Meinhardt begleitete Groß zur Tür. Zum Glück ließ sie sich auch von innen verschließen. Er drehte den Schlüssel zweimal um. Vergewisserte sich und drückte zweimal die Klinke. Sicher ist sicher. Akribisch untersuchte er dann sein Büro. Zuerst auf allen vieren den Boden. Er versuchte den Teppichboden anzuheben, kroch in alle Ecken, schnüffelte und klopfte schließlich die Wände ab. Bis zur Decke, auf dem sich drehenden Bürostuhl balancierend. Eine Deckenplatte hob er an und steckte seinen Kopf in den Hohlraum. Er kramte in seiner Hosentasche nach dem Feuerzeug. Fand es und ließ es ein paar Mal in der Dunkelheit der abgehängten Decke aufflammen. Erleichtert sprang er auf den Boden und nahm den Stuhl vom Tisch. Er rollte ihn ans Fenster und schaute runter auf die Stadt. Der Himmel über der Hölle war grau. Nach und nach trudelten die Nachbarn ein. Schlüsselrascheln, Hüsteln, Türenschlagen, dann war wieder Ruhe. Er schloss die Tür wieder auf und setzte sich an den Schreibtisch. Das Nichtstun machte Meinhardt irre und er beschloss Fiona einen Besuch abzustatten. Herausfinden, wie der Hase lief. Schneidig klopfte er an und drückte die Klinke. Die Tür war verschlossen. Auf dem Rückweg fand er in der Kaffeeküche eine Zeitung von gestern, die er gelangweilt durchblätterte. Dann trat er an Fenster. Man musste sich abhärten. Die Höhe durfte ihm nichts mehr ausmachen. Er zwang sich nach unten zu schauen. Ameisen. Wahnsinnig viele und winzig. Und gleichgültig waren sie.

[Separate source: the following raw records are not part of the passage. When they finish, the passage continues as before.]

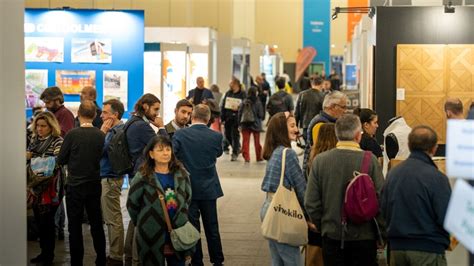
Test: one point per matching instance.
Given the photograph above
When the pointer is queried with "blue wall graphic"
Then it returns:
(316, 29)
(124, 29)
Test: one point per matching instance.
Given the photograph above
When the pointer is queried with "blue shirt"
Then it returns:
(105, 167)
(293, 177)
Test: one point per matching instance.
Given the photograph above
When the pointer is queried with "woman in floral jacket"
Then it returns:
(161, 173)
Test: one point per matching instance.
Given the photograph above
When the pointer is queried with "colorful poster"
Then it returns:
(354, 18)
(198, 68)
(36, 80)
(317, 29)
(116, 86)
(91, 51)
(42, 49)
(72, 81)
(174, 81)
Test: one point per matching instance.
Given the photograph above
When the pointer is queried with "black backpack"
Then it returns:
(248, 116)
(119, 155)
(276, 103)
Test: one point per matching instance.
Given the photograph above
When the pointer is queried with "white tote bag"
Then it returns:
(284, 221)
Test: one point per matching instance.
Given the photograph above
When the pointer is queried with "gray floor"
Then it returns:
(238, 218)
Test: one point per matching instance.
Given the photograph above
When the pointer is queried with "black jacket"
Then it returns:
(308, 105)
(227, 114)
(414, 203)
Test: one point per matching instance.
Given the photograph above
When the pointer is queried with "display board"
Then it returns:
(429, 74)
(77, 48)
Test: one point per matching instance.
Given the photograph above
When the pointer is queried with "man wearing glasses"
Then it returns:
(334, 106)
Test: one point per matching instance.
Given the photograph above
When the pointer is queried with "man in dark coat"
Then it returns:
(198, 147)
(200, 93)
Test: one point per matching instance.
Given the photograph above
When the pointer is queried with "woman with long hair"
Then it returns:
(369, 121)
(281, 131)
(326, 141)
(45, 190)
(250, 108)
(160, 174)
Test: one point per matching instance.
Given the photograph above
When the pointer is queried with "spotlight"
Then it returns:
(449, 8)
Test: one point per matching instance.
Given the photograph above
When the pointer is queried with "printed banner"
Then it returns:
(91, 51)
(72, 81)
(354, 18)
(305, 57)
(316, 29)
(116, 86)
(44, 49)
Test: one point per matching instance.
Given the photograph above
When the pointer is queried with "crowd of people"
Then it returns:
(174, 181)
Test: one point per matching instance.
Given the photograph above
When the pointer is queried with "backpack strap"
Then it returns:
(364, 168)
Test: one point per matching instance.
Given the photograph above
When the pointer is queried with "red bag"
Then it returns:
(360, 201)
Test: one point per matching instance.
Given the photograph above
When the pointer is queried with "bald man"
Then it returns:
(89, 93)
(453, 108)
(200, 93)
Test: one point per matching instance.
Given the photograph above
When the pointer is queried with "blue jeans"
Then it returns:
(282, 254)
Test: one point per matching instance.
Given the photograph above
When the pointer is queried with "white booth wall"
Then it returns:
(12, 135)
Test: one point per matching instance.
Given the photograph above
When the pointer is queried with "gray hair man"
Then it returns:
(334, 106)
(198, 147)
(414, 204)
(330, 173)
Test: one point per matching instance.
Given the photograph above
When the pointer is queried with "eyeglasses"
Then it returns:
(342, 106)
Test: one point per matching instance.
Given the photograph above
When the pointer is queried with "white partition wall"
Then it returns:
(12, 135)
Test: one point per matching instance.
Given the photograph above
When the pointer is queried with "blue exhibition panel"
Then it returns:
(122, 32)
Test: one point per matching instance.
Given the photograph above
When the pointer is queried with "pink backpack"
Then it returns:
(360, 201)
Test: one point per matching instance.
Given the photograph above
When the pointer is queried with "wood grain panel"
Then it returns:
(430, 74)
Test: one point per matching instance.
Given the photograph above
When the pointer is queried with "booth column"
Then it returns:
(12, 135)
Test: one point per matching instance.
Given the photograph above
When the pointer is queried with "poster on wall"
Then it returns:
(152, 68)
(198, 68)
(116, 86)
(72, 81)
(36, 80)
(174, 81)
(91, 51)
(44, 49)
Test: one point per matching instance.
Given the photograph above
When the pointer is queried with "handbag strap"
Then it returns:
(283, 162)
(165, 210)
(364, 168)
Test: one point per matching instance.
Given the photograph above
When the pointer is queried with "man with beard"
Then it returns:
(182, 113)
(89, 93)
(139, 132)
(54, 101)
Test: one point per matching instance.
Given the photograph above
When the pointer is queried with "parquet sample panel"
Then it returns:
(430, 74)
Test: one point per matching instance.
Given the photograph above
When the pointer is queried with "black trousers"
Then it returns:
(77, 198)
(44, 218)
(232, 135)
(208, 210)
(356, 253)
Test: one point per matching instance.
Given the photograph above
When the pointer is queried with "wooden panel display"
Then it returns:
(430, 74)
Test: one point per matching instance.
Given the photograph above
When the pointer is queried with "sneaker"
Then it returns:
(37, 259)
(114, 262)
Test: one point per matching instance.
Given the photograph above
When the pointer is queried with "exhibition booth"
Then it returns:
(76, 48)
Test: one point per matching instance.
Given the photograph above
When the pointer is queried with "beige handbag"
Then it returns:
(284, 221)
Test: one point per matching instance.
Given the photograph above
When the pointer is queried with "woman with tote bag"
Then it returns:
(284, 222)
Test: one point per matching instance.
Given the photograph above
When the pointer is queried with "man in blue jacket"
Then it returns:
(198, 147)
(414, 203)
(200, 93)
(112, 183)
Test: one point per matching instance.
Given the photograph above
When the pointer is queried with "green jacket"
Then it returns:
(147, 214)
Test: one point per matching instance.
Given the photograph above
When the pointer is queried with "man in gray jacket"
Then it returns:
(330, 173)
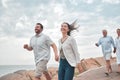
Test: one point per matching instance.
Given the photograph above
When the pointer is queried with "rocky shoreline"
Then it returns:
(86, 64)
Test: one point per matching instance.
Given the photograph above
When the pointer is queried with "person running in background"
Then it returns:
(40, 44)
(117, 43)
(106, 42)
(69, 56)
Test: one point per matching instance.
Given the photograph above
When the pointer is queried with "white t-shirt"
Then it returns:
(41, 47)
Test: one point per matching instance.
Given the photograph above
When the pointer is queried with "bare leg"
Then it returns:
(108, 66)
(48, 77)
(118, 67)
(37, 78)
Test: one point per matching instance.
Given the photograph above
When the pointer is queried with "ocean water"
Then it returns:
(5, 69)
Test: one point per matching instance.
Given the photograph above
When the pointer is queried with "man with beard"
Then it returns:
(106, 43)
(40, 44)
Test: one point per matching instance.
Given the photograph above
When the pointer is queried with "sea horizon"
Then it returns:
(6, 69)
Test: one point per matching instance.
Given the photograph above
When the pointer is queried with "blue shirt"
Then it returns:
(106, 44)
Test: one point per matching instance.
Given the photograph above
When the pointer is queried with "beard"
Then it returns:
(37, 31)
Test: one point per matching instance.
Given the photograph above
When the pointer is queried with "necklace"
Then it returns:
(63, 39)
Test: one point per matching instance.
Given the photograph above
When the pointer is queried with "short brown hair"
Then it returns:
(40, 25)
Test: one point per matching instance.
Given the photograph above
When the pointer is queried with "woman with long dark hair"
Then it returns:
(69, 56)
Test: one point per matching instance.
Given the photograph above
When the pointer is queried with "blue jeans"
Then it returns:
(66, 71)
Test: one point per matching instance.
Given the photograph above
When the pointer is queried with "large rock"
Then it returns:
(86, 64)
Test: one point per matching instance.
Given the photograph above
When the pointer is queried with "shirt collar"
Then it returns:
(38, 35)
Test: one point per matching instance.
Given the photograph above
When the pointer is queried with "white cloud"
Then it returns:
(4, 3)
(88, 1)
(111, 1)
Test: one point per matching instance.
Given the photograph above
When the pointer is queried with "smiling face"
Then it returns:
(64, 28)
(104, 33)
(38, 29)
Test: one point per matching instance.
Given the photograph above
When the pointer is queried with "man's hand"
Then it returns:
(56, 57)
(96, 44)
(79, 68)
(114, 51)
(25, 46)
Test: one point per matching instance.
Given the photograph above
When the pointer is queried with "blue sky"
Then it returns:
(18, 18)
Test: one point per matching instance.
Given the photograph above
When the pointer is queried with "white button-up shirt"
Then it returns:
(70, 51)
(106, 43)
(41, 47)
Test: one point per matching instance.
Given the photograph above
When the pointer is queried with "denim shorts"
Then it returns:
(66, 71)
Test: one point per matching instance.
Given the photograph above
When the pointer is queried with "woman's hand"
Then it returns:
(79, 68)
(56, 57)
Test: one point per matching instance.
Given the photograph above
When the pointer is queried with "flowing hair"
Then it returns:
(72, 27)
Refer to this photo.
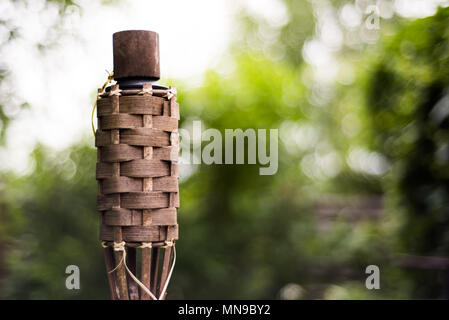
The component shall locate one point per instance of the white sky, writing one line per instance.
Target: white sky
(59, 84)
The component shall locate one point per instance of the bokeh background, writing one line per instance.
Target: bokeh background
(357, 89)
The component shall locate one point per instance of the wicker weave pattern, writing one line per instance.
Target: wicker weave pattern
(137, 168)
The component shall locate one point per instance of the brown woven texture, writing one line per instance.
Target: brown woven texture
(137, 170)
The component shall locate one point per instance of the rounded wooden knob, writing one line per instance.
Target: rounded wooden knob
(136, 54)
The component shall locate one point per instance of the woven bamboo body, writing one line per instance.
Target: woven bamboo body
(137, 173)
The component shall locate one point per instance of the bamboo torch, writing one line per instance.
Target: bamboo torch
(137, 171)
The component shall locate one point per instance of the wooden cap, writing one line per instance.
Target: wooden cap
(136, 54)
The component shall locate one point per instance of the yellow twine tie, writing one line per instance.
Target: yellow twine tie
(110, 78)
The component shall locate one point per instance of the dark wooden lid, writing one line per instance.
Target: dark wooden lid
(136, 54)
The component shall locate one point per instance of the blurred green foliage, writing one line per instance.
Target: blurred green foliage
(246, 236)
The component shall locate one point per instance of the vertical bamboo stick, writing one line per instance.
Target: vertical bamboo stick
(108, 252)
(132, 285)
(155, 256)
(146, 214)
(118, 237)
(145, 272)
(165, 267)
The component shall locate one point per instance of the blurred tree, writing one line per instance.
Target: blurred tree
(408, 102)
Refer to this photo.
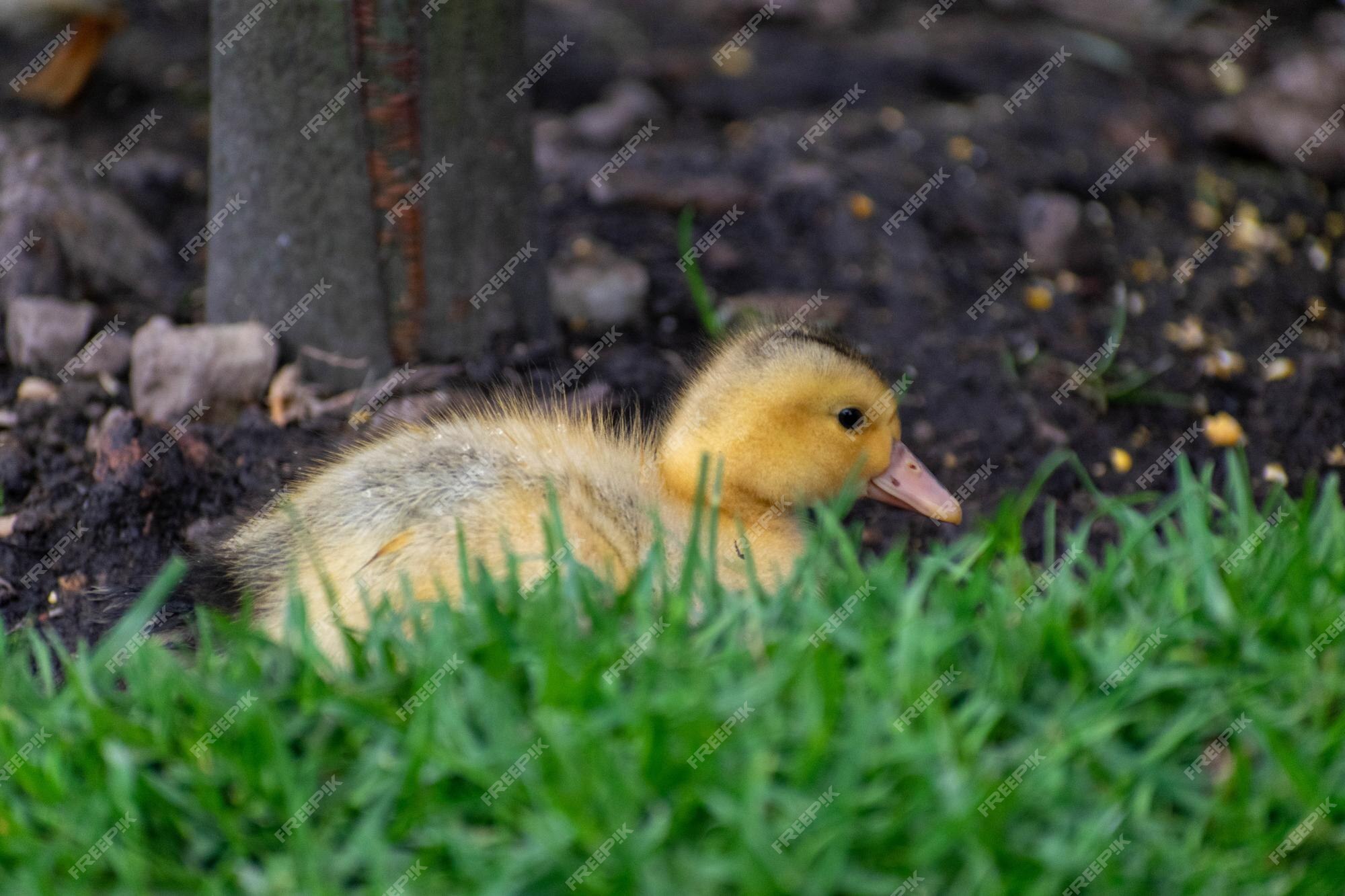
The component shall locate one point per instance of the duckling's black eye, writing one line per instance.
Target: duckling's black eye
(849, 417)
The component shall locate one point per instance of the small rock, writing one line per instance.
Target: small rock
(42, 331)
(15, 467)
(625, 107)
(116, 446)
(208, 533)
(174, 368)
(1047, 222)
(598, 287)
(38, 389)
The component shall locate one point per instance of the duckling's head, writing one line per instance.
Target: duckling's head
(796, 415)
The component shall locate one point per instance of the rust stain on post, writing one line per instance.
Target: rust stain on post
(387, 53)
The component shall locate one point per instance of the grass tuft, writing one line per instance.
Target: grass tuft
(410, 737)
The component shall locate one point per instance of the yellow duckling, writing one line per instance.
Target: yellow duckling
(75, 33)
(792, 416)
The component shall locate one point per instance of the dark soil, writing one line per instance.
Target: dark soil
(933, 100)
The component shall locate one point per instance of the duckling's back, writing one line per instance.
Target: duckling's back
(385, 517)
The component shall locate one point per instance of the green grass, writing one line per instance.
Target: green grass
(617, 752)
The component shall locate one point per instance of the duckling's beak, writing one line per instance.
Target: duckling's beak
(909, 483)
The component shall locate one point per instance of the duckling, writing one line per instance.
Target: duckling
(76, 33)
(793, 416)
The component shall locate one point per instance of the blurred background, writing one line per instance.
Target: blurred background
(210, 174)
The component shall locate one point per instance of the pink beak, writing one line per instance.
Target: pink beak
(910, 485)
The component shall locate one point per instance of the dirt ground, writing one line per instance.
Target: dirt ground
(933, 101)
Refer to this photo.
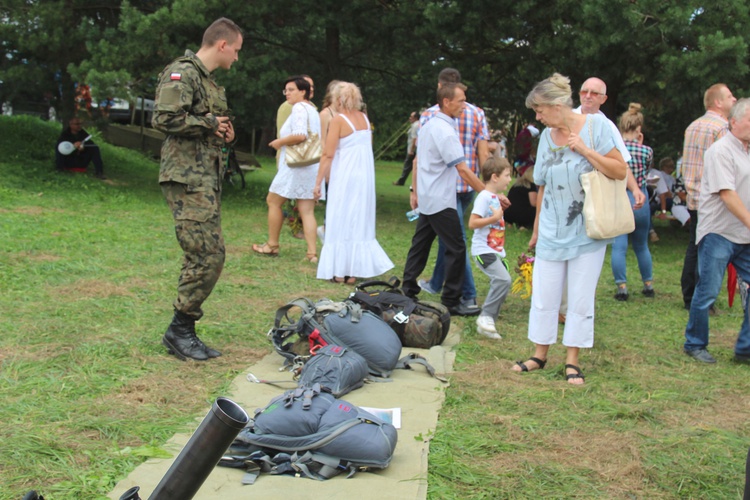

Unschlüssig stand Meinhardt vor dem Kommerzturm und beobachtete, wie seine Arbeitskollegen in Gruppen von dreien und vieren ins Westend gingen. Alle trugen weiße oder hellblaue Hemden, einen schwarzen Sakko und eine schwarze Hose. Die Mädchen trugen die Mode der Saison. Weiße Blousons, braune Hosen. „Mahlzeit“, rief Bratengeier ihm zu und eilte in Richtung Oper davon. Eine Gruppe von Grufties schlug den Weg ins Bahnhofsviertel ein. Bratengeier hatte nun den nötigen Vorsprung. Meinhardt folgte ihm durch die Anlagen in Richtung Rothschildpark. Auf dem Reuterweg lärmten Traktoren, neben marschierten Bauern mit Transparenten. "Bänker kriegen Rettungsschirme, Bauern ein Tritt". Ein Bauernmädchen in blauer Latzhose trieb ein Schwein vor sich her durch die Anlage. Wo denn diese Statue sei, die mit dem Bären und dem Bullen, wollte sie wissen. „Vor der Börse“. Meinhardt deutete in die Richtung. Die Sau trug eine Bauchbinde mit der Aufschrift: „Banken haben immer Schwein!“ Bratengeier hatte er nun aus den Augen verloren. Egal. Das Mädchen trug einen Plastikkanister in der Linken, in der rechten Hand eine Peitsche, einen langen Stab mit einer Kordel am Ende. Meinhardt lief neben ihr her, verbeugte sich scherzhaft. „Irgendwie lässt sich die Krise nicht greifen“, sagte sie. „Oder ist sie wieder vorbei, noch bevor sie angefangen hat? Vielleicht bin ich nicht die Einzige, der die Reden am 1. Mai völlig verschnarcht vorkamen. Bald geht es wieder zu wie in den Dreißigern, Schlangen von Arbeitslosen mit Schildern um den Hals. Nehme jede Arbeit an. Suppenküchen ...“

„Hast du Apfelwein in dem Kanister?“

Sie lachte. „Nein. Heizöl! Stinkt doch ordentlich. Für Molotowcocktails!“

Ohne sich um ihn zu scheren, lief sie hinter dem Schwein her, das sich in die Büsche verdrückt hatte. Das Öl schwappte aus dem Kanister.

„Vor dem Stadtbad rechts!“ brüllte er ihr nach. Ihr folgen? Hat Zeit, kurz vor dem Ende der Kundgebung. Erst mal was kiffen. Meinhardt hatte keinen Zweifel, dass er die Liberté flachlegen würde. Das Schwein müsste man derweil irgendwo anbinden.